I suspect it is because I have a very dry sense of humor, which is basic equipment for an issue that can border on theatre of the absurd.
Take this Onion-worthy press release issued last week from the American Life League - a staunch anti-abortion and anti-contraception organization:
"Krispy Kreme Doughnuts, Inc. (NYSE: KKD) is honoring American's sense of pride and freedom of choice on Inauguration Day, by offering a free doughnut of choice to every customer on this historic day, Jan. 20. By doing so, participating Krispy Kreme stores nationwide are making an oath to tasty goodies -- just another reminder of how oh-so-sweet 'free' can be.
Just an unfortunate choice of words? For the sake of our Wednesday morning doughnut runs, we hope so. The unfortunate reality of a post Roe v. Wade America is that 'choice' is synonymous with abortion access and celebration of 'freedom of choice' is a tacit endorsement of abortion rights on demand."
Or take this story from a woman in response to the question "did laughter or humor ever help you feel better or cope with your abortion experience?"
"Some may not find this funny, but some people joke about using a clothes hanger to perform an abortion. Well, while I was in the clinic, one of the girl's boy friend locked his keys in the car and a nurse went by with a clothes hanger to help him unlock his car. It scared me at the time but it's kind of funny now."
Or yesterday's news, that a man intentionally drove his SUV into a St. Paul Planned Parenthood building. Obvious disclaimer: I would not find this amusing if someone had been injured. Unless it was the driver and it was a minor injury. I think I would have laughed at that.

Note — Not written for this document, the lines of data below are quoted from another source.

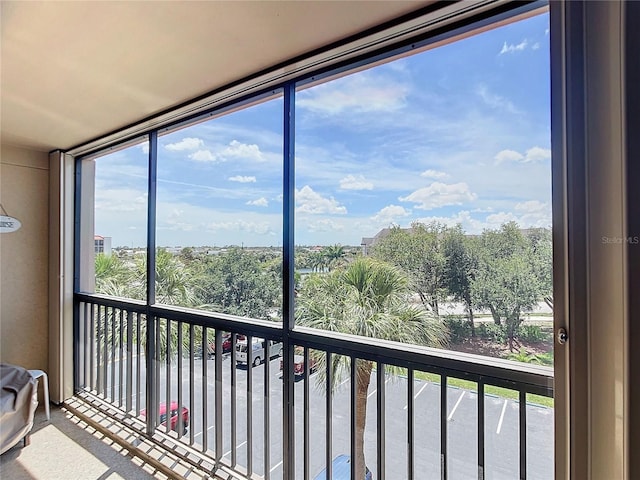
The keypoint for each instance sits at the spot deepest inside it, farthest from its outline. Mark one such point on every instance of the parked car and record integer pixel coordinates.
(341, 470)
(226, 344)
(162, 411)
(298, 364)
(257, 350)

Okay so maybe the laugh lines aren't always that big. But even nervous laughter reveals a desire to share a human reaction around a profound issue; to show some empathy for someone else's point of view or perspective. President Obama's decision to mark the anniversary with an unwavering statement of support for Roe while avoiding a political tit-for-tat on the so called global gag rule goes one step further and once again inspires my commitment to lean into differences without belittling or ignoring someone else's value system.
So maybe it isn't the laughs after all. Turns out I'm hooked on the drama.